The country had already cancelled the Wuhan marathon, three months before the start of the Beijing 2022 Winter Olympics. Overseas spectators already have been banned from the Games, and participants will have to stay in a bubble separating them from people outside.

China maintains its Zero Covid policy in an overcrowded country where 75% of its population has reportedly taken a full vaccine treatment. Nevertheless, “there is an increasing risk that the outbreak will spread even further,” Mi pointed out.

Beijing is to host the 2022 Winter Olympics in February and members of the ruling Communist Party's elite Central Committee are due to gather there for their annual meeting, during which President Xi Jinping is expected to be appointed for a third term in office. But the city has already recorded 14 confirmed cases in the latest outbreak, including 12 over the past three days, according to a CNN tally of the Beijing Municipal Health Commission's daily reports.

With the future of Beijing's agenda hanging in the balance, local authorities have made an example of six residents who allegedly broke COVID-19 restrictions by going out to eat despite having developed fevers upon returning to Inner Mongolia or trying to climb over the fences of their locked-down gated community.

China has also announced it would begin vaccinating kids from the age of 3, making it one of the very few countries in the world to inject children that young against the virus. Argentina is another example, while Cuba has launched a vaccine drive for children as young as 2. The United States and many European countries presently allow COVID-19 shots down to age 12.
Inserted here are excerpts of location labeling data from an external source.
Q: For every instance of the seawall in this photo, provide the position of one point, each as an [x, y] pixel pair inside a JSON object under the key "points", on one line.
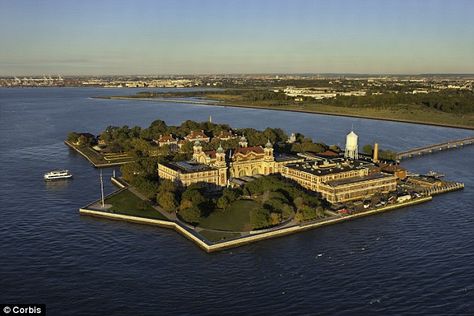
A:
{"points": [[213, 247]]}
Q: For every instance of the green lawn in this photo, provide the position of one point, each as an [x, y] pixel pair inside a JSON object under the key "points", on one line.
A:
{"points": [[235, 218], [128, 203]]}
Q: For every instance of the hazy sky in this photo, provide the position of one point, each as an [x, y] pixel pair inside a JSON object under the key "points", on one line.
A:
{"points": [[225, 36]]}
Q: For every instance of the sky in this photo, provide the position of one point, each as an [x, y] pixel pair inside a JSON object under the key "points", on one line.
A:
{"points": [[91, 37]]}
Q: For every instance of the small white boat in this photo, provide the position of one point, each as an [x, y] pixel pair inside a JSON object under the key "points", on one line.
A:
{"points": [[57, 174]]}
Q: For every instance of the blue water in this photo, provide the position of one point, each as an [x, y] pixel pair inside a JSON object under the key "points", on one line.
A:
{"points": [[417, 260]]}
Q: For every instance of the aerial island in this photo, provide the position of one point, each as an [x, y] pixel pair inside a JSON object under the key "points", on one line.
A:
{"points": [[223, 187]]}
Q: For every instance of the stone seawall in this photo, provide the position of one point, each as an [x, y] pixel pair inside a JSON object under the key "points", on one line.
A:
{"points": [[208, 247]]}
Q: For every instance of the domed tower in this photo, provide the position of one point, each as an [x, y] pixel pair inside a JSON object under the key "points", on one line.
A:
{"points": [[268, 151], [221, 166], [352, 150], [220, 157], [197, 150], [243, 141]]}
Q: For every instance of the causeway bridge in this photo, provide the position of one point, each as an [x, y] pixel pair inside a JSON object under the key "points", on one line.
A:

China's National Health Commission reported that 35 new cases of local transmission had been detected over the past 24 hours, four of them in Gansu. An additional 19 cases were found in the Inner Mongolia region, with others scattered around the country.

China has employed lockdowns, quarantines and compulsory testing for the virus throughout the pandemic and has largely stamped out cases of local infection while fully vaccinating 1.07 billion people out of a population of 1.4 billion.
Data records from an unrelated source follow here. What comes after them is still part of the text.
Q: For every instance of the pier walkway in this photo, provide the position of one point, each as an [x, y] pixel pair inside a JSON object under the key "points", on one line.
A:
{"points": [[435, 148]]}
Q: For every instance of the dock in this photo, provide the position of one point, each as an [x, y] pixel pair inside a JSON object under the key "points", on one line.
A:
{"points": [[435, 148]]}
The efficacy of China's most widely used vaccines, from Sinopharm and Sinovac, against the Delta variant has not been established yet conclusively. Cambodia uses both Sinovac and Sinopharm’s shots in children 6 to 11. Regulators in Chile approved Sinovac for children as young as 6.

Sinovac started an efficacy trial with 14,000 child participants across multiple countries in September. Its approval in China was based on smaller phase 1 and phase 2 trials. Sinopharm’s Beijing shot was also approved based on smaller phase 1 and phase 2 trials. These were published later in peer-reviewed journals.